The following statement comes in handy when dealing with an exercise on Kanamori's book, and since I have little experience with random reals I decided to ask here whether my solution is correct or not.
Q. Assume that $a_1, \dots, a_r, k$ are natural numbers and $x$ is a random real over $V$. Show that there exists $b \in \omega$ such that $b$ is distinct from all the $a_i's$ and that $x(b) = k$.
My attempt:
So I thought about density arguments but I didn't encounter any good dense sets so I decided to use this characterization of random reals: $x$ is random over $V$ iff $x$ is not in any $A_c$ where $c \in V$ is a $G_\delta$ code for a null set.

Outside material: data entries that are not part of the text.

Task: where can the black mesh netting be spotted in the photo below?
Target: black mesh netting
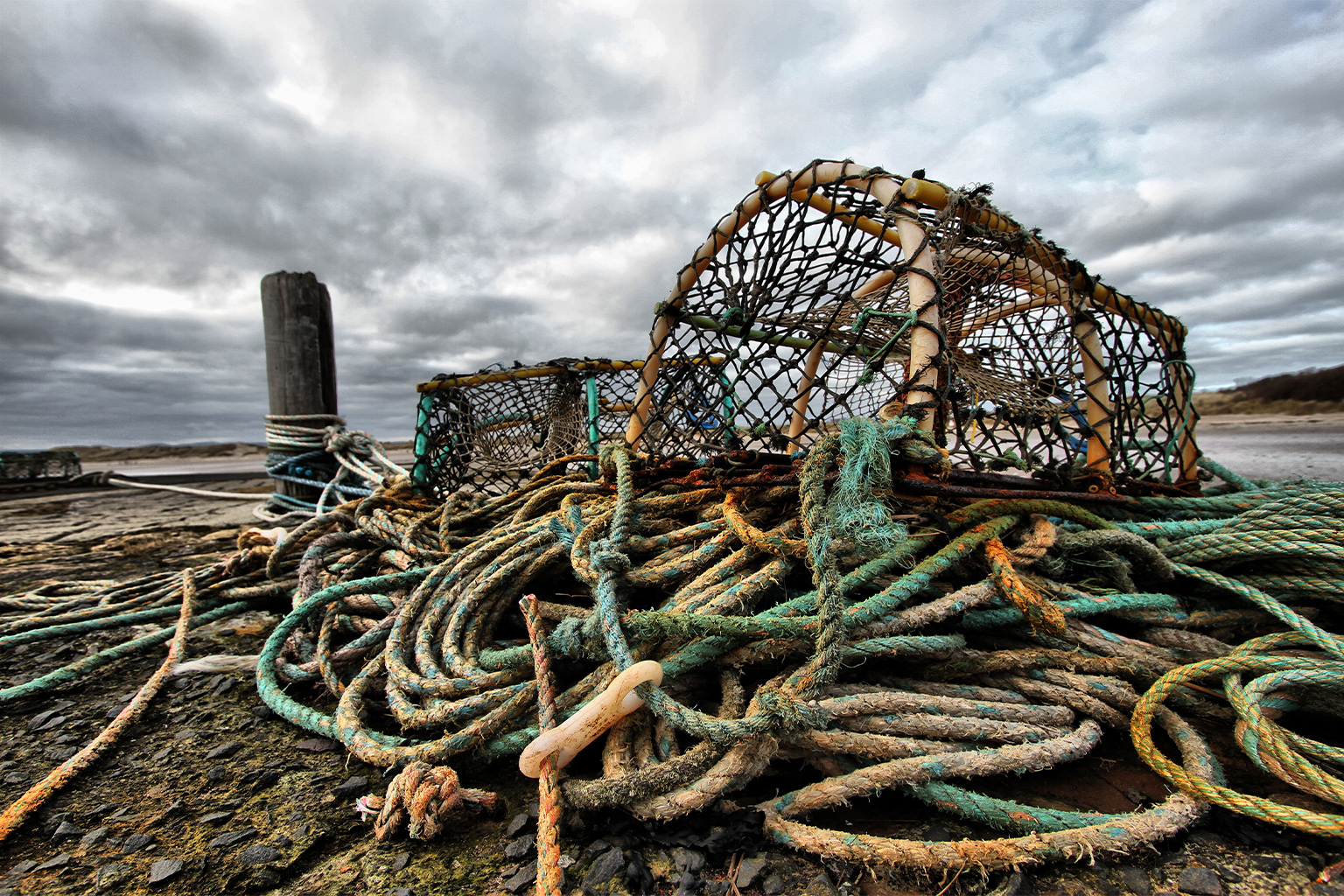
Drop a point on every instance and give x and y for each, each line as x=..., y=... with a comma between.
x=837, y=291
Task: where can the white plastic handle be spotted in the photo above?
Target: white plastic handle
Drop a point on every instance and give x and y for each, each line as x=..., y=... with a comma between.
x=592, y=722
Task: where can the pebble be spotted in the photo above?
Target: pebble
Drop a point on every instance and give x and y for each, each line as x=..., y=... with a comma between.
x=516, y=823
x=233, y=837
x=1199, y=881
x=226, y=750
x=1268, y=864
x=215, y=818
x=94, y=837
x=522, y=878
x=260, y=778
x=521, y=846
x=137, y=843
x=354, y=786
x=750, y=871
x=258, y=855
x=65, y=830
x=689, y=860
x=605, y=870
x=820, y=886
x=113, y=875
x=1136, y=880
x=164, y=870
x=639, y=875
x=37, y=722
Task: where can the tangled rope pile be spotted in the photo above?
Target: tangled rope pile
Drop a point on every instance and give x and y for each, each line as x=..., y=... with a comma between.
x=318, y=452
x=828, y=620
x=930, y=641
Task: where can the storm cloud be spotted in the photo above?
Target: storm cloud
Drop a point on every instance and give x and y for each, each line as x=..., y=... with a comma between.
x=484, y=183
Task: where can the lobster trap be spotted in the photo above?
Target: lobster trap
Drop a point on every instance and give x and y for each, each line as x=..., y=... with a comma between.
x=840, y=290
x=491, y=430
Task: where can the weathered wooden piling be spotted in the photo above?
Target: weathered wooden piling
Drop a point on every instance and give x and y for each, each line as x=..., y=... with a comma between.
x=300, y=355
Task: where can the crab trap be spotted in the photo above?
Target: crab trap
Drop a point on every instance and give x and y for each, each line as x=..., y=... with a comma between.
x=837, y=291
x=840, y=290
x=491, y=430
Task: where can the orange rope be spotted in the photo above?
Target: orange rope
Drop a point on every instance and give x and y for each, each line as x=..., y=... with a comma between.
x=1042, y=612
x=22, y=808
x=549, y=873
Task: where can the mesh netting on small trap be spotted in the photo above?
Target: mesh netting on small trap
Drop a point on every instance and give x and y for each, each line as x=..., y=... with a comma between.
x=491, y=430
x=836, y=291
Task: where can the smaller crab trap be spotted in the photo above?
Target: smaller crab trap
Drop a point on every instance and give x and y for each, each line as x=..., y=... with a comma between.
x=491, y=430
x=842, y=290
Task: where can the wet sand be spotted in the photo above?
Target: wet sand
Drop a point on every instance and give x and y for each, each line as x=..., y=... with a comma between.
x=1276, y=446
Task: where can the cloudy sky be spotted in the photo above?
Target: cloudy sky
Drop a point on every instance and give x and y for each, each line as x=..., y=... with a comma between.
x=492, y=180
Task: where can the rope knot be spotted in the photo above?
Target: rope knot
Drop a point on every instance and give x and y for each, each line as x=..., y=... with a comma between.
x=606, y=557
x=790, y=713
x=579, y=637
x=335, y=438
x=423, y=795
x=606, y=458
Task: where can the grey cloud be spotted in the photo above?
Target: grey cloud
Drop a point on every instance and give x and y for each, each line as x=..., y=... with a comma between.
x=147, y=150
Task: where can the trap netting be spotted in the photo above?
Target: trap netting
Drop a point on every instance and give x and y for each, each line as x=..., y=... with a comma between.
x=492, y=430
x=840, y=290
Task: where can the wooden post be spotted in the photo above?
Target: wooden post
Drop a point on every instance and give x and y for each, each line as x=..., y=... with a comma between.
x=800, y=404
x=300, y=354
x=924, y=301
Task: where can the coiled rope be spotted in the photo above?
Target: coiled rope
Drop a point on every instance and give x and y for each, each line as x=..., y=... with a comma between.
x=934, y=641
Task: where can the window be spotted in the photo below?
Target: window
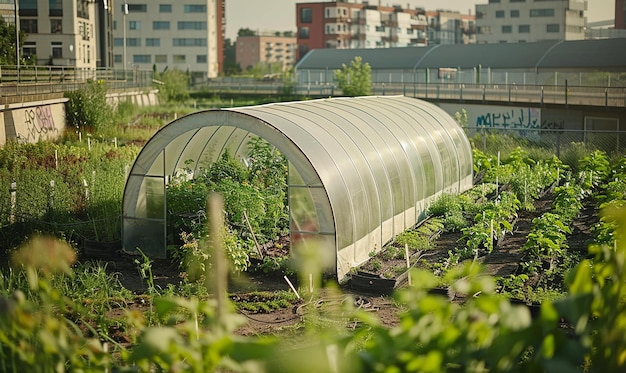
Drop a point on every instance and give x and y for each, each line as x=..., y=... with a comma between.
x=133, y=42
x=55, y=8
x=189, y=42
x=153, y=42
x=141, y=58
x=56, y=26
x=188, y=25
x=57, y=49
x=553, y=27
x=194, y=8
x=28, y=8
x=137, y=8
x=82, y=10
x=306, y=15
x=160, y=25
x=542, y=12
x=29, y=48
x=29, y=26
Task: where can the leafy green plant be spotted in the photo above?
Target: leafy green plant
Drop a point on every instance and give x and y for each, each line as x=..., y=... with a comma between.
x=547, y=239
x=355, y=79
x=87, y=109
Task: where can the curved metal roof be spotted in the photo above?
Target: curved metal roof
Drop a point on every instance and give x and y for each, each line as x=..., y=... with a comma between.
x=583, y=54
x=362, y=170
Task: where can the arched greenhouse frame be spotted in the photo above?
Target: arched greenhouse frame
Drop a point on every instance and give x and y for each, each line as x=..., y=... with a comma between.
x=360, y=170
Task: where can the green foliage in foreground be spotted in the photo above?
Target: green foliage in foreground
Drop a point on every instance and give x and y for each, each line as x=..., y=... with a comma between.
x=584, y=331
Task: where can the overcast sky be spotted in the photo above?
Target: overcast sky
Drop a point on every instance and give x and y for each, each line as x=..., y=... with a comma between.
x=280, y=15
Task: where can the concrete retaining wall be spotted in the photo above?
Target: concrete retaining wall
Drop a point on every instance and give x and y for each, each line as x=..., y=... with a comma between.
x=36, y=118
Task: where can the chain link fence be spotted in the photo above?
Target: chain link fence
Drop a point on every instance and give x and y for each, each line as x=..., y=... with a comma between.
x=567, y=144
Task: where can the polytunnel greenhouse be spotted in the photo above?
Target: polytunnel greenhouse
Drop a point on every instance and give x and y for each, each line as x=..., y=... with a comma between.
x=360, y=170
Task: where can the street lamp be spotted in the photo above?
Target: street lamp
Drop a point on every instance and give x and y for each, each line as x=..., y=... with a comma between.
x=17, y=34
x=124, y=12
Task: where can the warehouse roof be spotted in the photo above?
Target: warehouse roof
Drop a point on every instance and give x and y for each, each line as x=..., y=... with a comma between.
x=604, y=54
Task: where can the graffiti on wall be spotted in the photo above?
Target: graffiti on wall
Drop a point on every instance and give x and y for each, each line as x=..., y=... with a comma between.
x=39, y=124
x=519, y=118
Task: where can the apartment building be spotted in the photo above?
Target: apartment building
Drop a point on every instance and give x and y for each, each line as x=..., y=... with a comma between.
x=445, y=27
x=348, y=25
x=7, y=11
x=58, y=32
x=266, y=49
x=187, y=36
x=620, y=14
x=516, y=21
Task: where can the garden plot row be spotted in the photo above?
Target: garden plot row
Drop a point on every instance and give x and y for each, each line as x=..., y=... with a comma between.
x=517, y=223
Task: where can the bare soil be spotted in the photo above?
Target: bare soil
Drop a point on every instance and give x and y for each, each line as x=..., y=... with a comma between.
x=504, y=260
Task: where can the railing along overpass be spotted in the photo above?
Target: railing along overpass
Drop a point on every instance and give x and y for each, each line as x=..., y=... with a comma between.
x=534, y=95
x=18, y=84
x=26, y=83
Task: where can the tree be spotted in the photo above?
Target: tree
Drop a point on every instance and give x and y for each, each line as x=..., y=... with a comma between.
x=356, y=79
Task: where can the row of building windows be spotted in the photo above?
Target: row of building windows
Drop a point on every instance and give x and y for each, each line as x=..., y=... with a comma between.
x=161, y=58
x=156, y=42
x=56, y=50
x=515, y=1
x=31, y=26
x=28, y=8
x=165, y=25
x=166, y=8
x=514, y=13
x=522, y=29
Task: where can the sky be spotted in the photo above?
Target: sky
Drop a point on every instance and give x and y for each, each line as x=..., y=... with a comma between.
x=280, y=15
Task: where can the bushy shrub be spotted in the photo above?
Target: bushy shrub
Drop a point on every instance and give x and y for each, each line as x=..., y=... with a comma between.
x=87, y=109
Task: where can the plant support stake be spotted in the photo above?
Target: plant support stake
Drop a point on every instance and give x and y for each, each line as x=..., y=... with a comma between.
x=291, y=286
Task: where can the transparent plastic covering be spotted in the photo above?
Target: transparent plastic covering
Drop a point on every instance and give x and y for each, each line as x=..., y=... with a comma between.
x=361, y=170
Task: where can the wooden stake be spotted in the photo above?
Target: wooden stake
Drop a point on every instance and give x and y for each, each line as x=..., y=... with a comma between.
x=291, y=286
x=215, y=206
x=408, y=261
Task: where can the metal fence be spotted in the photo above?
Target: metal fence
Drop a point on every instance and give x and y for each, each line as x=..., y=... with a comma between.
x=31, y=80
x=559, y=142
x=485, y=93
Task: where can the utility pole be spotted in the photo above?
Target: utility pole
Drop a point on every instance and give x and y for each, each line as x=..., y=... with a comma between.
x=124, y=12
x=17, y=35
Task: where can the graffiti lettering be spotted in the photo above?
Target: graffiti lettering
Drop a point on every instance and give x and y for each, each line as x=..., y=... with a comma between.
x=514, y=119
x=39, y=123
x=553, y=126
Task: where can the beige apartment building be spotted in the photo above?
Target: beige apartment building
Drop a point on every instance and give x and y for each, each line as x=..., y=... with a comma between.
x=516, y=21
x=265, y=49
x=185, y=35
x=58, y=32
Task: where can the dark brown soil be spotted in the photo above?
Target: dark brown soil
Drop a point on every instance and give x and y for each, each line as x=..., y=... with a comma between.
x=501, y=262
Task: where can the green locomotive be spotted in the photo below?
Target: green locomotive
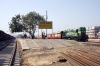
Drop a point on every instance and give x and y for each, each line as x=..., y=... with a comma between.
x=78, y=34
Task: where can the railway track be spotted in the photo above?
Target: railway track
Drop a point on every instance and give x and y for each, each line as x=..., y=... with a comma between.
x=8, y=54
x=82, y=58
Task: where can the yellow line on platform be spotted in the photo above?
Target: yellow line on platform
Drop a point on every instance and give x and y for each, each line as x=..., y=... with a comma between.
x=35, y=43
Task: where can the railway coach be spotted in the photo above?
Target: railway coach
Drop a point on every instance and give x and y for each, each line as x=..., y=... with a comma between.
x=76, y=34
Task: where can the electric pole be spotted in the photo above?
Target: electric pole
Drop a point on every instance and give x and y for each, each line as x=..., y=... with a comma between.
x=46, y=21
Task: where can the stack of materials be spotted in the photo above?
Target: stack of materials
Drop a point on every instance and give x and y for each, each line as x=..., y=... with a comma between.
x=92, y=32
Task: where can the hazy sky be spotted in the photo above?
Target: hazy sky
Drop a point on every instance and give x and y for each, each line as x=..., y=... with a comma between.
x=65, y=14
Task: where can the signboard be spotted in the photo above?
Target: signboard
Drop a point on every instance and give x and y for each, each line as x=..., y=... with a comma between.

And the main idea is to construct definable $G_\delta$ sets for each $n$ such that $x \not \in A_c$ forces $x$ to take $k$ as a value somewhere above $n$. Since $n$ is arbitrary we can then take it to be $a_r + 1$. Also since the codes will be definable, they will be in $V$.
We solve for $n = 0$, because the other cases will be clear after the proof for $n=0$. For each $i \in \omega$ let $A_i$ be the set of all reals $y$ such that $y(i) \neq k$. Then $$A_i = \bigcup\{O_{s_j} \mid j\in \omega \text{ and } |s_j| = i+1 \text{ and } s_j(i)\neq k\},$$
where the $s_j$'s are a fixed recursive enumeration of $^{\lt\omega}\omega$ and $O_{s_j} = \{ x \in {^\omega\omega} : s_j \subset x \}$. So every $A_i$ is open and we let $c$ be the real coding the intersection of these nicely definable open sets. Now $A_c = \bigcap_{i=0}^{\infty} A_i$. And if we show that $A_c$ is null and then we would get to the desired result as discussed above.
We have that $m_L(A_c) = \inf\{m_L(\bigcap_{i=0}^{l} A_i): l \in \omega \}$, So we let $B_l = m_L(\bigcap_{i=0}^{l} A_i)$. With a usage of the definition of measure and a combinatorial argument we can see that,
$$ B_l = \sum\limits_{i_0 \neq k}\sum\limits_{i_1 \neq k}\dots\sum\limits_{i_l \neq k}(2^{-(i_0 + 1)} \times 2^{-(i_1 + 1)} \dots \times 2^{-(i_l + 1)}).$$
With the help of one of my friends who actually knows how to use the inclusion-exclusion principle(!) we came to this:
$$1 - B_l = \sum_{j = 1}^{l+1}((-1)^{j-1} \times \binom{l+1}{j} \times (2^{-(k+1)})^{j})$$
Also using the binomial theorem we get(again with my friends help!):
$$1 - B_l = -[(1 - 2^{-(k+1)})^{l+1} - 1].$$ Now if we let $l \rightarrow \infty$ then $1 - B_l \rightarrow 1$ and $B_l \rightarrow 0$, which insures that $A_c$ is null. For the case $n > 0$ we can take the corresponding $G_\delta$ set to be $A_c = \bigcap_{i=n}^{\infty} A_i$, which through the argument above will also serve our purpose.
I would be really glad if somebody could point out any potential flaws. Also I would appreciate any reasonably shorter proof of this fact. Sorry for the long post.